Jimmy Johnson Talks Survivor: Nicaragua

Survivor has never had a “famous” person or celebrity on the show before. Sure, former NFL-player Gary Hogeboom was on, but only hardcore football fans knew who he was. Jimmy Johnson, on the other hand, is a bona fide celebrity. As a two-time Super Bowl-winning coach, national college championship-winning coach, star college football player and analyst for the most popular weekly NFL pregame show, Jimmy is by far the most well-known player to ever play the game. As a result, Survivor is taking every opportunity it has to use his fame to promote the show (something particularly useful for a show in it’s 21st season). On Thursday, I participated in a conference call with Jimmy as he discussed Survivor, football, arterial stents, his hair, and everything in between. While his answers typically cryptic (contestants aren’t allowed to say anything that could give away results of the game), I do think I was able to glean some information that just might influence my Odds to Win.
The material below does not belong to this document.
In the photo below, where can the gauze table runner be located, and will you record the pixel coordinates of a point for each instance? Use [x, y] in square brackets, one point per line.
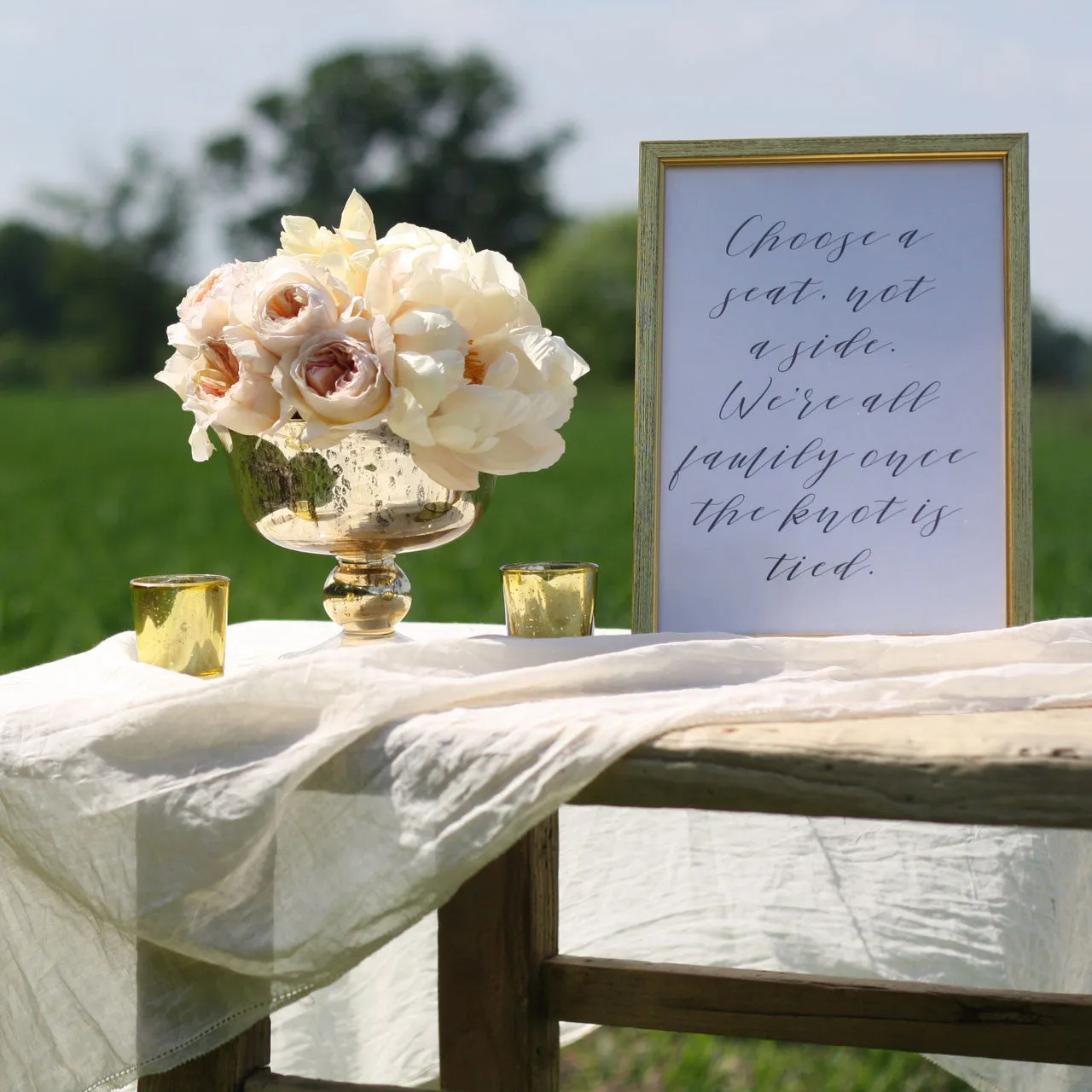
[308, 812]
Jimmy was first asked about the multiple times he applied to play Survivor. As a big fan of the show (really, one of the very few TV shows he actually watches), he applied about six years ago and received no response. Then, three years ago, during the Survivor: Gaboncycle, Jimmy reapplied and made it all the way through to the final casting call. For those 48 or so applicants that reach the final stage, a physical is required. When Jimmy received the results, he was told that he had a 100% blocked artery, and a 70% blocked artery, and would not be allowed to participate. Hearing this serious health news, Jimmy had a stent put in the completely blocked artery and began a diet that ultimately saw him drop his weight and lower his cholesterol from 220 to under 100. He fully admits that Survivor saved his life. With his wife’s (reluctant) blessing, he reapplied for this season and was selected.

It didn’t take long for the first football question. One reporter asked which was harder: Immunity Challenges or turning the Miami Dolphins into a running team. After a chuckle, Jimmy admitted that changing the historical passing team (thanks to Dan Marino) into a running one at the end of Marino’s career was much more difficult, but this answer led him to a broader point. It perhaps goes without saying, but Survivor is much more difficult than any home viewer can anticipate. Jimmy is an outdoors kind of guy, and as an avid viewer of the show and lover of the game, he had great respect for the difficulty the show presents. Still, actually participating was the hardest thing he has ever done. It wasn’t so much the challenges, which he actually found easier than anticipated, but rather the complete lack of sleep. Often, contestants are only ingesting a couple hundred calories, and when water needs to be boiled before you can drink it (thereby making taking a drink an actual time-consuming process), dehydration is constantly present. Combine this with the fact that contestants are sleeping on bamboo and are frequently pounded with rain, sleep is an all-too-rare luxury. Without sleep, the body can’t stay strong. Without strength, every other part of the game becomes that much more difficult.

Jimmy’s favorite former Survivors are: Tom and Colby, because they played the game like he wanted to; Parvati, because she had the most challenge wins; and although he doesn’t like the guy in the slightest, he has enormous respect for Russell and the type of game he played. When asked why he was obsessed with Survivor, Jimmy cited his love of the outdoors. He went on the show because of his sense of adventure. When he returned, the biggest lesson he had learned was that he needed to appreciate more the things that he, and we as Americans, have, and that which others do not. There are many people in the world that live, day-to-day, like Survivor contestants, and they sure aren’t playing on a TV game show. So, we should all reflect on how fortunate we are.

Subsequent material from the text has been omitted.